Homing ösophagealer Karzinomzellen in Lymphknoten und ins Knochenmark — Rolle der CXCR4-Expression

Background: The chemokine and bone marrow homing receptor CXCR4 has been implicated in metastatic dissemination in different tumor types. In this study we investigated CXCR4 expression in esophageal cancer and the association with survival, lymph node and bone marrow micrometastasis. Methods: We retrospectively analyzed frozen tumor samples of 136 patients with completely resected esophageal cancer for CXCR4 expression by immunohistochemistry. Lymph node micrometastasis was determined by staining with mAb Ber-EP4, bone marrow micrometastasis by using pancyto-keratin mAb A45-B/B3. CXCR4 expression was correlated with these results and other clinicopathological features.
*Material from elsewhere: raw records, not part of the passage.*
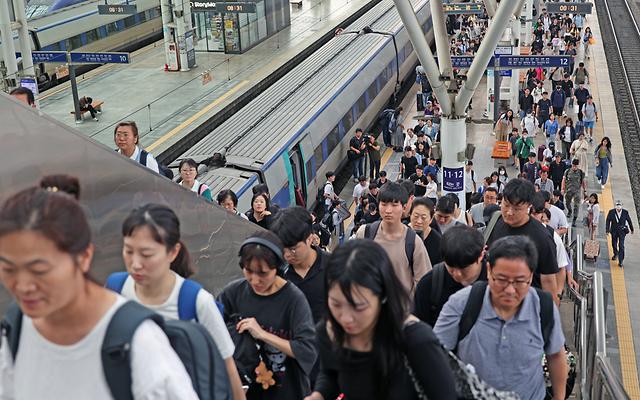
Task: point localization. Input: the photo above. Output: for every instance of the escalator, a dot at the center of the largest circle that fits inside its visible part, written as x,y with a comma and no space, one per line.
35,145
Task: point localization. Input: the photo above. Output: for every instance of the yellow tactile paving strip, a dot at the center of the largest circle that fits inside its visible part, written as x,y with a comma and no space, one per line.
623,321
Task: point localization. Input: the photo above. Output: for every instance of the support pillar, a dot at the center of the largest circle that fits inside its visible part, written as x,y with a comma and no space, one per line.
25,40
453,141
8,48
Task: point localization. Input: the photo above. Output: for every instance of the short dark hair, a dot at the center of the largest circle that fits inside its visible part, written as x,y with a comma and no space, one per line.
513,248
261,188
292,225
26,91
409,186
461,246
393,192
445,205
519,191
227,194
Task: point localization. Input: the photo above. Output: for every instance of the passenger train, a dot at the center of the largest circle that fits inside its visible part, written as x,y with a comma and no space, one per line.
299,128
65,25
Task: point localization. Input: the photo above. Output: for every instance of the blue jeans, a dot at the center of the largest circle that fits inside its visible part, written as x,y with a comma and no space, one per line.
358,167
602,170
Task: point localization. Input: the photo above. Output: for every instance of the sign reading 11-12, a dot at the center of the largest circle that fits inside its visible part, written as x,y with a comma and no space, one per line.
453,179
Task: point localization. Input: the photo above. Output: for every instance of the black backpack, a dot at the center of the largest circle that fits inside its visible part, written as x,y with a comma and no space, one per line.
370,231
163,169
191,341
474,305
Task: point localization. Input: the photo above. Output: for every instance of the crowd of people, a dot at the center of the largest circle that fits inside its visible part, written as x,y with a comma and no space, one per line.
385,315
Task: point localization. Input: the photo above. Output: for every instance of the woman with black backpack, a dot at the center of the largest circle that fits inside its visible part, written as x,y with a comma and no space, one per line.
370,346
52,340
270,322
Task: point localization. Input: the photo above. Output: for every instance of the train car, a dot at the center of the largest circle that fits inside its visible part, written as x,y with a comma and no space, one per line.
79,27
299,128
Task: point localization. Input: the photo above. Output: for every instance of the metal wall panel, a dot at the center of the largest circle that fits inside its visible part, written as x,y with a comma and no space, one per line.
33,145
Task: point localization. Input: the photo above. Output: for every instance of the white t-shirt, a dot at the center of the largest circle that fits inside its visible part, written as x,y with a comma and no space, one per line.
45,370
208,313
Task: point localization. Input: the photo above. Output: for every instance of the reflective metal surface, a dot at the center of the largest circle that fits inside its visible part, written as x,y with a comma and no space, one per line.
34,145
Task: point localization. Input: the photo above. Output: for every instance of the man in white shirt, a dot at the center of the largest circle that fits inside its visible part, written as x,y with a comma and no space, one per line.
126,138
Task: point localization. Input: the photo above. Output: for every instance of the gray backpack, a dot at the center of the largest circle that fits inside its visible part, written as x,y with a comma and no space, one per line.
190,340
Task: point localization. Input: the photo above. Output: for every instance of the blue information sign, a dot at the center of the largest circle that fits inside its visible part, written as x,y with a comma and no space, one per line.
534,61
453,179
100,58
47,56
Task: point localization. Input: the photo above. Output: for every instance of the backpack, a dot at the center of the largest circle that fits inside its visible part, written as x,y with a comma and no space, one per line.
370,231
472,309
186,297
192,343
163,169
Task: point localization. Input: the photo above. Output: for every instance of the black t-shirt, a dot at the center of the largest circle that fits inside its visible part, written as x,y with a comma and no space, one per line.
534,230
544,106
432,243
429,311
420,190
356,143
313,284
410,164
357,374
285,314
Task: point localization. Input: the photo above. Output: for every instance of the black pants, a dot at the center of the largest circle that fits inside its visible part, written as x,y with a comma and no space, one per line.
91,110
374,169
617,242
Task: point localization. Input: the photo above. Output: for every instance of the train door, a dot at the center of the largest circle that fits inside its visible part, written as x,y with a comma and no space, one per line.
296,161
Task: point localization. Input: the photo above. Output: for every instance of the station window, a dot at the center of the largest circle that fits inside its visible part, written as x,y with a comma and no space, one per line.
318,155
311,169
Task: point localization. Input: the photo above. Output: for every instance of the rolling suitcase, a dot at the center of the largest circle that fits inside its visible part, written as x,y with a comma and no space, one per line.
591,249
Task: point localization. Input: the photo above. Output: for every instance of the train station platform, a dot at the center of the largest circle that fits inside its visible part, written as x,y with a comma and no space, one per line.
623,303
168,105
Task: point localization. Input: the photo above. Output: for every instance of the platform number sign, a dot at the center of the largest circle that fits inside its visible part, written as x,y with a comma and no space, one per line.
453,179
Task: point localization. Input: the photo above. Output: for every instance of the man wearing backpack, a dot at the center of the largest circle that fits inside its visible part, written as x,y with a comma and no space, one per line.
408,254
462,248
574,184
518,324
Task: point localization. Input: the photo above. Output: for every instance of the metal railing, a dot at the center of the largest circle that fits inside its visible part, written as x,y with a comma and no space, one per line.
597,378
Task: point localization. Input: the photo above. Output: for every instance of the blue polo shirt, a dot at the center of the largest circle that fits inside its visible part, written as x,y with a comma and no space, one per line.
506,354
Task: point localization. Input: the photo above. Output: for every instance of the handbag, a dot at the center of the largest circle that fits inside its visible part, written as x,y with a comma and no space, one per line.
468,384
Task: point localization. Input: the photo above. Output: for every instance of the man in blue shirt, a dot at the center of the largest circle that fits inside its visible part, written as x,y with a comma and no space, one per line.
551,129
506,343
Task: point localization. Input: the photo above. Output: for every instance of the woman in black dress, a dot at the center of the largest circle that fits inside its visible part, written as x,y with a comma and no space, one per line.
370,346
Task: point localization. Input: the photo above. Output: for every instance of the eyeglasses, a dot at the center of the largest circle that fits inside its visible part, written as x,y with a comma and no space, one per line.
518,284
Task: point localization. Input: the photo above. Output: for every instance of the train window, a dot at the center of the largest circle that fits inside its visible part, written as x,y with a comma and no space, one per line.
362,103
130,21
347,122
318,154
332,140
92,35
111,28
311,169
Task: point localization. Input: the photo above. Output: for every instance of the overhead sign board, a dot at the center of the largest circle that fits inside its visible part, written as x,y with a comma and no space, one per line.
47,56
534,61
569,8
463,8
100,58
117,9
453,179
233,7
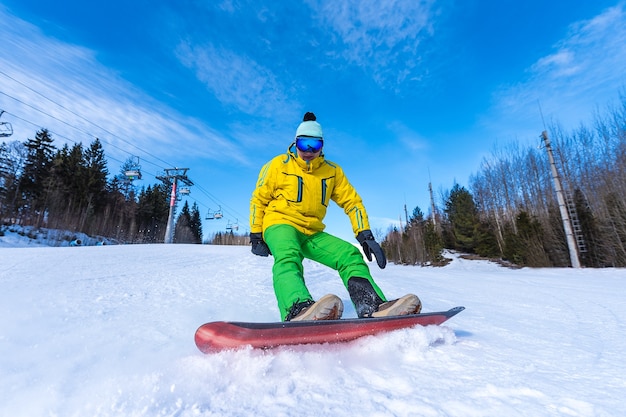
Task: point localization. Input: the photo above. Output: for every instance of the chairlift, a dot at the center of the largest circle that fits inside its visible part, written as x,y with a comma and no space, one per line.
134,173
6,129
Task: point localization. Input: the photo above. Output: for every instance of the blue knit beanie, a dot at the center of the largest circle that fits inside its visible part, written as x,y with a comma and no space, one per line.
309,127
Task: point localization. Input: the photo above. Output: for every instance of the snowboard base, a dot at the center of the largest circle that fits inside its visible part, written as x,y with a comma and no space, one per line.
222,335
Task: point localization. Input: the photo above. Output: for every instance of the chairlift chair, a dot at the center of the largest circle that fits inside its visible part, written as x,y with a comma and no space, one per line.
133,174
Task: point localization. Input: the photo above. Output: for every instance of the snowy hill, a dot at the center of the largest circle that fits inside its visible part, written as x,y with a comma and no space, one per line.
108,331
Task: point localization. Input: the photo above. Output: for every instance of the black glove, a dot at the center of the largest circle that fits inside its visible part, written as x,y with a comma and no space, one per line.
259,247
366,239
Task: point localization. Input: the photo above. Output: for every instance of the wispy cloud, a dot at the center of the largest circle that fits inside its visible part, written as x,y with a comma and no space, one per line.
384,38
234,79
582,73
86,95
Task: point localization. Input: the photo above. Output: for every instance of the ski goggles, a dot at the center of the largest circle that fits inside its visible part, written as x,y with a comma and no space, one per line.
309,143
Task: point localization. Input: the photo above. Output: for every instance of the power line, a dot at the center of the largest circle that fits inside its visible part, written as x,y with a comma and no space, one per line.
143,151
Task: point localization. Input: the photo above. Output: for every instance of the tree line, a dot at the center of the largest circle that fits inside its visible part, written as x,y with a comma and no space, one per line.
510,209
68,188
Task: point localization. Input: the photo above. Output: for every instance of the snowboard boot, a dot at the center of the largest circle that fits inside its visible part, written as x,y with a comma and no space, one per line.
363,296
409,304
329,307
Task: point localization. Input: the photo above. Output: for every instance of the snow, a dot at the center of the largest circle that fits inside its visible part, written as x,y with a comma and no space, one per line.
108,331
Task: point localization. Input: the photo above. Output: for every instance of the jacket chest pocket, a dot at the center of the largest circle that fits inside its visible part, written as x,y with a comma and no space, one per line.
292,187
327,185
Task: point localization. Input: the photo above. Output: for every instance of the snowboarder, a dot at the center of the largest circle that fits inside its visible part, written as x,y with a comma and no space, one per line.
286,212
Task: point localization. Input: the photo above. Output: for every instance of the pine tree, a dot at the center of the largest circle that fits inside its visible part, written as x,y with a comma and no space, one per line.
462,216
34,179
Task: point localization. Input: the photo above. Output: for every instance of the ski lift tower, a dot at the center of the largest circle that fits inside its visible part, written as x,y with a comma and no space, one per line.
173,175
6,129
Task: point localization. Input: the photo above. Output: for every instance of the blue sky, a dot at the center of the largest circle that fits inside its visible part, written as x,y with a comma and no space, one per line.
407,91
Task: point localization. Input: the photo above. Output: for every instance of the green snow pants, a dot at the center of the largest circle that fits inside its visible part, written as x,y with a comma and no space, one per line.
289,247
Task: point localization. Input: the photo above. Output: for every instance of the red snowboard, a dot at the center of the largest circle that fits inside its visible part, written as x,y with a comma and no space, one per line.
222,335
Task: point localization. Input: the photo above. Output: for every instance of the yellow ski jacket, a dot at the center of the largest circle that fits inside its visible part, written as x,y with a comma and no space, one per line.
296,192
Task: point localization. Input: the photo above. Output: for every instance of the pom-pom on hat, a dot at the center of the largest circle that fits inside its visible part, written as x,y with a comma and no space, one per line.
309,126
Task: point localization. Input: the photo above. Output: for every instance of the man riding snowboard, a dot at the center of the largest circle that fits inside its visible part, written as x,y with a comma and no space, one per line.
286,212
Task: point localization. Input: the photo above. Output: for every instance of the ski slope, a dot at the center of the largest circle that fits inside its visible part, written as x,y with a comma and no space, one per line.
108,331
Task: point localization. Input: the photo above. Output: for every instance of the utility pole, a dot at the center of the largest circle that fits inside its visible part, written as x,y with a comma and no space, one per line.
173,175
567,225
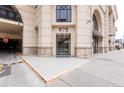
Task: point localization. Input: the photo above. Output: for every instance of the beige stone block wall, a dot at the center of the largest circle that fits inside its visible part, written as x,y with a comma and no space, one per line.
83,45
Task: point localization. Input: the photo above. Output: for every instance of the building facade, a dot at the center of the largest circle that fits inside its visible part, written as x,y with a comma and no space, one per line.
59,30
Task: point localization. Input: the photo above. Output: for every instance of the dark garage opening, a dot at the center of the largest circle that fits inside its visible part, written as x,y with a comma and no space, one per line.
13,45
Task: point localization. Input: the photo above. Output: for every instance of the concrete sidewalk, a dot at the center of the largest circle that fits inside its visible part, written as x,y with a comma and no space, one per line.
51,68
103,70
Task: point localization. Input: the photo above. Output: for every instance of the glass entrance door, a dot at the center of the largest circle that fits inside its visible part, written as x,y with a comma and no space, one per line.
95,44
63,44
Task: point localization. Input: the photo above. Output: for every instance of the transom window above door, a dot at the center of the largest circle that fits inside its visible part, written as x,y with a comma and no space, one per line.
63,13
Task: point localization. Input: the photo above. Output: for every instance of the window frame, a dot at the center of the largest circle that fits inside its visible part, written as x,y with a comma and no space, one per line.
68,13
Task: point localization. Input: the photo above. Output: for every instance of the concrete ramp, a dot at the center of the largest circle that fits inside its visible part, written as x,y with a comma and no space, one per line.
51,68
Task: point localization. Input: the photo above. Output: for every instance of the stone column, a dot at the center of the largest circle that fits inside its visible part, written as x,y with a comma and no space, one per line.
106,32
45,35
111,31
83,48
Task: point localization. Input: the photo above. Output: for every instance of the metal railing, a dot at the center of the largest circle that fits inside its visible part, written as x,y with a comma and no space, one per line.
9,14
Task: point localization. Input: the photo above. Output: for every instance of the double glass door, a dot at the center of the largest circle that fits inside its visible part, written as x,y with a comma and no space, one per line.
63,44
95,44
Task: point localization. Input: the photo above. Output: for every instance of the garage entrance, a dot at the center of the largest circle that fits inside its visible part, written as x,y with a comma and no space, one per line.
11,27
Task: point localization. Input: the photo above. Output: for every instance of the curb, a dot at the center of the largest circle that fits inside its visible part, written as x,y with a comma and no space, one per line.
34,70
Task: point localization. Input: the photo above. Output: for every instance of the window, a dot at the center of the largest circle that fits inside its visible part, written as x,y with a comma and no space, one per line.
95,24
63,13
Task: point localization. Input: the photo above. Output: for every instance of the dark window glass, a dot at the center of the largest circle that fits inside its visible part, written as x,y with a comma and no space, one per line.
63,13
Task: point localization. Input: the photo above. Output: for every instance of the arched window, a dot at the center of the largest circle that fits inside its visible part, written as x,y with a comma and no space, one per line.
63,13
95,24
8,12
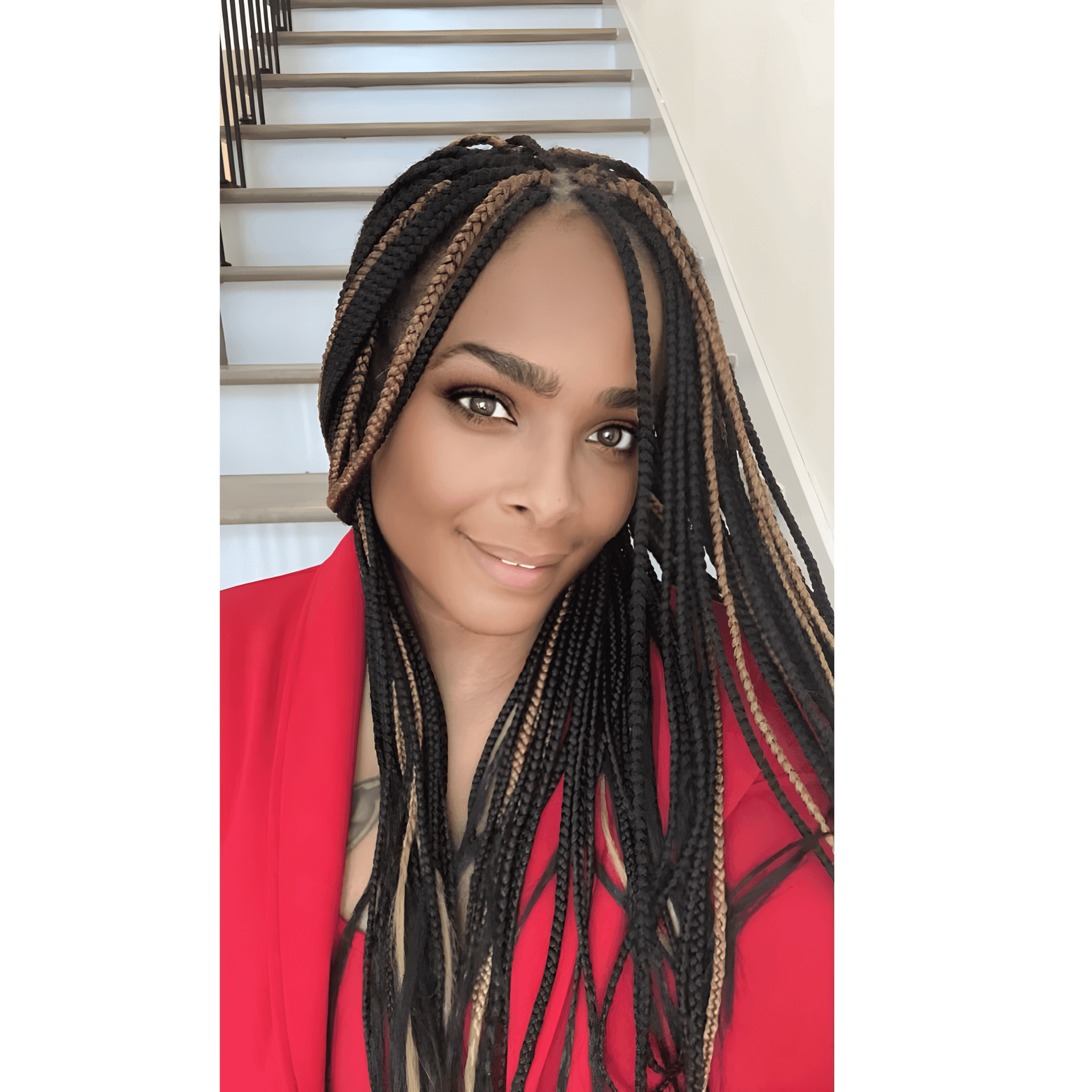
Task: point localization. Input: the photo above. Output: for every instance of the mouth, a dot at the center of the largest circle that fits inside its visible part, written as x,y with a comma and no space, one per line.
510,567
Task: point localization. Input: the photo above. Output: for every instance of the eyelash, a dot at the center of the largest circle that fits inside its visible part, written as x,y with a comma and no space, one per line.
458,396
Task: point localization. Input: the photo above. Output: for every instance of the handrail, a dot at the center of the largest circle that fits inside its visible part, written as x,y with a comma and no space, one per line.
248,48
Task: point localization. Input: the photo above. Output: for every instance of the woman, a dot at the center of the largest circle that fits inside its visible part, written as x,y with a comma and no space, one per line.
589,834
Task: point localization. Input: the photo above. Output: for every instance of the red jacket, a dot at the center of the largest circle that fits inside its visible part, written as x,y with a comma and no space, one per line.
293,675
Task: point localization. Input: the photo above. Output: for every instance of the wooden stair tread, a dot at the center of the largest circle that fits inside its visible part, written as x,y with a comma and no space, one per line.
289,80
329,193
364,129
473,36
274,498
245,375
231,195
231,274
300,5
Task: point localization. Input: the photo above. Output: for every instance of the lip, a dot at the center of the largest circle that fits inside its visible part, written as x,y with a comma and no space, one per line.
528,572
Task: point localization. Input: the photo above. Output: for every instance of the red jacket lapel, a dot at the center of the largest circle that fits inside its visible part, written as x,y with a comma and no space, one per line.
309,805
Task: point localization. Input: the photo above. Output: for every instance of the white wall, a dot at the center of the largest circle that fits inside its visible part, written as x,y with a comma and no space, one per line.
746,91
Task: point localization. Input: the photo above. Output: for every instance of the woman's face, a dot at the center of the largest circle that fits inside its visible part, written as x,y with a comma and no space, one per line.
515,459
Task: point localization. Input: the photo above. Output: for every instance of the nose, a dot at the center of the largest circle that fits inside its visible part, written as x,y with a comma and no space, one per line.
542,483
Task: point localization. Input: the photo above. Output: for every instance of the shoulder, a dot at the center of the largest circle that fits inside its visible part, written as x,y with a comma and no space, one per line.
267,627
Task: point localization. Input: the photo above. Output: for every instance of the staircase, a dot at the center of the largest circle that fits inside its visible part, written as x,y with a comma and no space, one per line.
364,91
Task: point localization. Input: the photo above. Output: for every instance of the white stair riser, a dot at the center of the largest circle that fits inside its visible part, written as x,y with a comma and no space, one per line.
257,551
317,105
447,19
378,161
320,234
304,234
453,57
279,321
271,429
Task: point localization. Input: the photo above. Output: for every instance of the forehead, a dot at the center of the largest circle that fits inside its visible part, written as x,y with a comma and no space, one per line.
553,294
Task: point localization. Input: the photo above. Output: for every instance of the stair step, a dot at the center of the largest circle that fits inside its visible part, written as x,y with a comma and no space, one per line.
444,38
232,274
287,195
382,5
274,498
364,129
289,80
242,375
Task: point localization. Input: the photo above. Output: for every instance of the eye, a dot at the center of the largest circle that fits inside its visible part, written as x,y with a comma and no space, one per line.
615,437
484,406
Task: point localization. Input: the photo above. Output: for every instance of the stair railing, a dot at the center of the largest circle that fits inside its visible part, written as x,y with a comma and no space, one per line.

Results: CXCR4 expression was found in 75 out of 136 (55%) esophageal tumors. Patients with positive immunostaining of CXCR4 had a significantly shorter overall and tumor-specific survival than patients without (p = 0.002; log-rank test). Further, CXCR4 expression significantly correlated with lymph node as well as bone marrow micrometastasis. Multivariate analysis identified CXCR4 expression as an independent prognostic factor (p = 0.001). Conclusion: CXCR4 expression is associated with a significantly worse outcome in esophageal cancer patients. Our results implicate a role for CXCR4 in systemic spread since expression correlates with lymph node and bone marrow micrometastasis and it could be a potential target for immunotherapy.